By Veronica Lorson Fowler
The Iowa Gardener
Spring: The Last Average Frost Date
Climatologists have collected data for decades and determined, approximately, when the last frost of spring usually happens in very specific areas. This is an important date for gardeners to know. While many things we plant in the spring can tolerate some frost (many trees, shrubs, and perennials), some plants will be severely damaged by frost, such as tomatoes, impatiens, basil, marigolds, and other "tender" annual plants. So don't plant those until after your area's last average frost date. In Iowa, that date is:
Northern Iowa: May 15
Southern Iowa: May 10
Central Iowa: Somewhere in between
(Click here for a detailed chart from Iowa State Horticulture Extension on average last frost dates for various Iowa cities. However, please note that the May 10-May 15 dates listed here are those dates on which you can reliably plant those annuals in your Iowa garden that might be killed by frost. Do it any earlier and you risk severe frost damage.)

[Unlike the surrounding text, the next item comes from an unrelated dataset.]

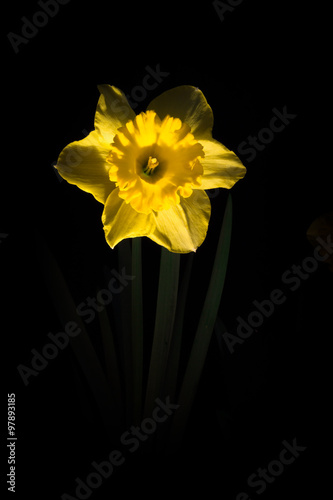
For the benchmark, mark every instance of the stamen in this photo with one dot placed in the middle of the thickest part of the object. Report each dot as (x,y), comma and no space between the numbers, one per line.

So about a month before your area's last average frost date, you can plant:
• Trees and shrubs
• Perennial flowers
• Perennial herbs, such rosemary, tarragon, oregano, mint, and thyme
• Roses, especially bare-root types
• Cool-season flowers such as pansies, violas, snapdragon, annual lobelia,
annual centauria, and Iceland poppies.
• Cool-season herbs and vegetables, including parsley, cilantro, lettuces,
radishes, spinach, broccoli, cauliflower, and kale.
Note: Spring bulbs purchased already in bloom in pots also are frost-tolerant. These include tulips, crocuses, hyacinths, daffodils, and many others.
Fall: The First Average Frost Date
The first average frost date in Iowa is calculated in a far looser manner than the last average frost date in spring--perhaps because the stakes are lower.
After the first frost in fall, the foliage of annuals and perennials in the garden are damaged and dying. That signals the beginning of fall garden cleanup. Unlike in spring, nothing will die if you don't time it right.
In northwest Iowa, the first frost often can be the last week of September. In central Iowa, it tends to be the second or third week of October. And in southeastern Iowa, it tends to be at the end of October.